Dems in the House
The 2018 midterm elections set a number of records. In particular, a record number of women ran and were elected to congressional office. There were record numbers of early voters. Younger voters turned out in large numbers. While the Republicans picked up 10 seats in the Senate, Democrats turned 40 seats in the house. A divided congress either foreshadows unending gridlock, or, for the optimists, an opportunity to enact groundbreaking bipartisan legislation. Currently, congress has failed to pass a budget, leading to the longest lasting partial shutdown in U.S. History. Hopefully the current impasse is not indicative of what awaits America for the next 4 years, however, a reasonable spectator would be justified in their concern that partisanship will prevail over productivity.
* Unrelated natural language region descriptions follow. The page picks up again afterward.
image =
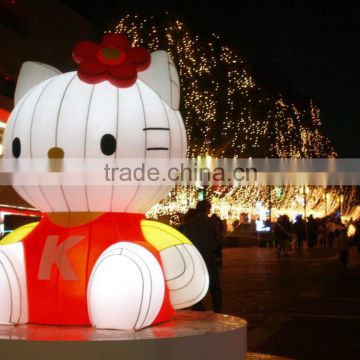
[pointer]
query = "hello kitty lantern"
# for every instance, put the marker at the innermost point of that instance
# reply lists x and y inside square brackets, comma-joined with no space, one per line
[94,259]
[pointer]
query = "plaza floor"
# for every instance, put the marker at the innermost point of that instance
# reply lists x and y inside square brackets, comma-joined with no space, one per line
[302,306]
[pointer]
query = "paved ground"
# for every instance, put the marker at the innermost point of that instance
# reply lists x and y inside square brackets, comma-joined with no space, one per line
[304,306]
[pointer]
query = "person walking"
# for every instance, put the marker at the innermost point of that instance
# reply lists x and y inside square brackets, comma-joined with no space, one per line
[312,231]
[282,235]
[205,234]
[330,228]
[300,231]
[344,246]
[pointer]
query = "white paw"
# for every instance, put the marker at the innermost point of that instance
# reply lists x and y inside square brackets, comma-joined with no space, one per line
[186,275]
[126,288]
[13,297]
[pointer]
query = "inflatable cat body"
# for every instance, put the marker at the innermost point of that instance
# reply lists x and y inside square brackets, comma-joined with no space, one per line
[94,258]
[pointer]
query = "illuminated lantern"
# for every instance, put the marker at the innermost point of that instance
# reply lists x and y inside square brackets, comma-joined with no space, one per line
[93,258]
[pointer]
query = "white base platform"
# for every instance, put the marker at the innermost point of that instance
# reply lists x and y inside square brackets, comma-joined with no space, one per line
[189,335]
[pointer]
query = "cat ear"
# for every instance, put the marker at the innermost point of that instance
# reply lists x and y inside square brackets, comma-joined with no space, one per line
[31,74]
[163,78]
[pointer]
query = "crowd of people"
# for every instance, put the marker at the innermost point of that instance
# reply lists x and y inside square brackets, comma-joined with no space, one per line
[325,232]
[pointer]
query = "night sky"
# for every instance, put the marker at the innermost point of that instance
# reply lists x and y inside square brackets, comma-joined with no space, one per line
[309,48]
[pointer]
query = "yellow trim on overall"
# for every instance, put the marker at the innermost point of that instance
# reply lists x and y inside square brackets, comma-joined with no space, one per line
[18,234]
[162,236]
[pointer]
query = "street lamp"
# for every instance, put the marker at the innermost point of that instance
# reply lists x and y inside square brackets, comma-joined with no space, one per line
[326,197]
[306,191]
[341,200]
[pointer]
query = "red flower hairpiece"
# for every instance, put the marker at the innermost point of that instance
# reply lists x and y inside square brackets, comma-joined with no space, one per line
[113,60]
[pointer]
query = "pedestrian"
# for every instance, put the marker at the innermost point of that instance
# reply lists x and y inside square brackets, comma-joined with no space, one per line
[218,251]
[322,234]
[206,236]
[282,235]
[312,231]
[300,231]
[330,228]
[344,246]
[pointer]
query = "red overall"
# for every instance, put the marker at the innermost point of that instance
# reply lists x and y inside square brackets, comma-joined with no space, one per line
[58,296]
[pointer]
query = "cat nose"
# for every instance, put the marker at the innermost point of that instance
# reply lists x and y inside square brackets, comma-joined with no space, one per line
[56,153]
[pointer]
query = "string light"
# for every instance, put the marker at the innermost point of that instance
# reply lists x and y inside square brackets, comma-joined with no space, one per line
[227,114]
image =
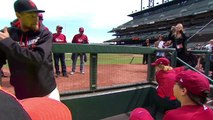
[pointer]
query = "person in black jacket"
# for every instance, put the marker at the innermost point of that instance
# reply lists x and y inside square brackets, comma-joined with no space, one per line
[27,47]
[179,42]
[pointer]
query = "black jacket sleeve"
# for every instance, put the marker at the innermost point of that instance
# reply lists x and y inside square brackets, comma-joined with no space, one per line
[41,52]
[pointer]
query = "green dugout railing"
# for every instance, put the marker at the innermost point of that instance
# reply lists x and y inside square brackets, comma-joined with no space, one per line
[96,104]
[95,49]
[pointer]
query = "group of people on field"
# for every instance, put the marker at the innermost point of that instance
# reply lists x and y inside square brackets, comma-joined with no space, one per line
[27,47]
[60,38]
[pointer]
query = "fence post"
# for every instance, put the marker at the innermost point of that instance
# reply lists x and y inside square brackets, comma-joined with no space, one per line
[93,71]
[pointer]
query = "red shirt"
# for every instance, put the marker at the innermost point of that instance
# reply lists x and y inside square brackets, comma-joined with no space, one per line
[166,81]
[189,112]
[80,39]
[59,38]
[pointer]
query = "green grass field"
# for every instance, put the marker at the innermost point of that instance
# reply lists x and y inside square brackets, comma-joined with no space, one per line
[109,59]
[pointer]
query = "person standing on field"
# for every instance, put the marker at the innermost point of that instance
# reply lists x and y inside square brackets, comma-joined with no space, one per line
[61,39]
[27,47]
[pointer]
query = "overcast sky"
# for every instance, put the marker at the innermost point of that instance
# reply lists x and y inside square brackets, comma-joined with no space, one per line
[96,16]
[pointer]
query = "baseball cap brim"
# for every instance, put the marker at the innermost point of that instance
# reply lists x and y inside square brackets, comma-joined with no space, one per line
[38,11]
[153,64]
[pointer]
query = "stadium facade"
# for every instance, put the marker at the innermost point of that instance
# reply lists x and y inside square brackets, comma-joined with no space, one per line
[195,15]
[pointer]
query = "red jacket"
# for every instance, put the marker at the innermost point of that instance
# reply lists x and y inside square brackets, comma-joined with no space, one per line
[80,39]
[59,38]
[190,112]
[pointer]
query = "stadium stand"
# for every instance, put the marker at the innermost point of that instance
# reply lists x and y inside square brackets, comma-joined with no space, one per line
[195,15]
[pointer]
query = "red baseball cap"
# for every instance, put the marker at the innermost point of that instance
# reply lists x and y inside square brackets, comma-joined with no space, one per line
[26,6]
[194,82]
[81,29]
[163,61]
[44,108]
[140,114]
[59,27]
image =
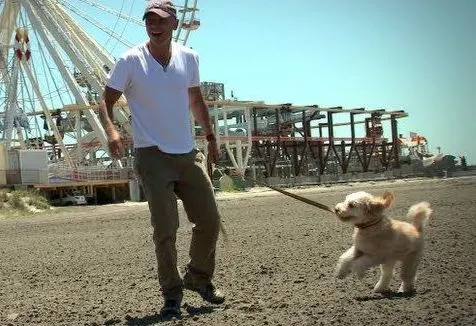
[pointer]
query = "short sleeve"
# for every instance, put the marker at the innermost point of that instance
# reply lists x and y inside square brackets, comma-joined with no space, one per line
[194,71]
[119,76]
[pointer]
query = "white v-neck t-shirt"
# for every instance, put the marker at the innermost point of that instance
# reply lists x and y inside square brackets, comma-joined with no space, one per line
[158,96]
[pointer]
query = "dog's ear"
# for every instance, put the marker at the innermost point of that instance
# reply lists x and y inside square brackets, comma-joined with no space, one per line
[388,198]
[375,206]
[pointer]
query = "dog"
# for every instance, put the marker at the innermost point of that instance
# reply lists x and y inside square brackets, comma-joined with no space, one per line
[379,240]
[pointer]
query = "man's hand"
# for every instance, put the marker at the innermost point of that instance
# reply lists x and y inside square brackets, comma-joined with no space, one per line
[213,153]
[116,147]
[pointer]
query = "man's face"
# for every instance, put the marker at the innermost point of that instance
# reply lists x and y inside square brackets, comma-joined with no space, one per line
[160,29]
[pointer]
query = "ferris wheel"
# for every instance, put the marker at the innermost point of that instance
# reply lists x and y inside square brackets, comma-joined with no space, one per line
[54,59]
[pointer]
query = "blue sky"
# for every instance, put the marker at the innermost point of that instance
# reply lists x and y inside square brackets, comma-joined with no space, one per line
[419,56]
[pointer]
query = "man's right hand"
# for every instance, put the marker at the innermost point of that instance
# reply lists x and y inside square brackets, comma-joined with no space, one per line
[116,146]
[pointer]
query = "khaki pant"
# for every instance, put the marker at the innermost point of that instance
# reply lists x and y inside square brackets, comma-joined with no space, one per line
[163,176]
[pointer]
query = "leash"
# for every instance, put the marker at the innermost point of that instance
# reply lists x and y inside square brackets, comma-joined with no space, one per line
[284,192]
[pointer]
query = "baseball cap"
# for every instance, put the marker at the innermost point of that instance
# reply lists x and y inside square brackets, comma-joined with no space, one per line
[163,8]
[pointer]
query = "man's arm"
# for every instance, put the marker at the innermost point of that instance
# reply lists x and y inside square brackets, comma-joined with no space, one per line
[200,112]
[111,96]
[200,109]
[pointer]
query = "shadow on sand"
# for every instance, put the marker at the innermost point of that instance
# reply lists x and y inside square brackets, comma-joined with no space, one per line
[157,318]
[388,296]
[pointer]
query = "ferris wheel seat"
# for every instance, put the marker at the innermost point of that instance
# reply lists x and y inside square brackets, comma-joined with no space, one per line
[191,25]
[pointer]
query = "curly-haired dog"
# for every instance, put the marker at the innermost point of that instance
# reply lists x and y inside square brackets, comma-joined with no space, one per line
[379,240]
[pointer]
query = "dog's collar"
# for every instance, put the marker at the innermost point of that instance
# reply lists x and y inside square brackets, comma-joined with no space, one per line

While immigration clearly remains an extremely contentious issue, motivating lawmakers to hold the government and about 800,000 thousand federal workers hostage, there are other policy areas where perhaps a bipartisan compromise could be reached. For example, President Trump, Speaker McConnell and Majority Leader Pelosi have all indicated that they would support an infrastructure bill of some sort. McConnell, however, acknowledged that the most likely situation is one of gridlock. “The one issue that Leader Pelosi and I discussed this morning, where there could be a possible bipartisan agreement, is something on infrastructure,” he said in a statement on November 7th. Pelosi, for her part, had a conversation with President Trump on the eve of the elections, saying, “Last night I had a conversation with President Trump about how we could work together, one of the issues that came up was ... building infrastructure for America, and I hope that we can achieve that.”
Despite the fact that Democrats control the U.S. House of Representatives which includes congress’s oversight power, impeaching President Trump, a priority for some who share the democratic platform, will not happen without Senate concurrence. Given the solid Republican majority in the Senate, the body is unlikely to vote with the House on this issue.
The Senate, however, is solely responsible for confirming presidential judicial nominations. The Trump administration has already secured a record number of judicial appointments and given the Senate’s solidified majority, they will likely continue to do so, if not at an even faster rate.
The Shutdown has cast a pall over the newly elected 115th Congress. Whether the parties can temper their diametrically opposing ideologies enough to get out of gridlock and get into policy-making is any pundit’s guess.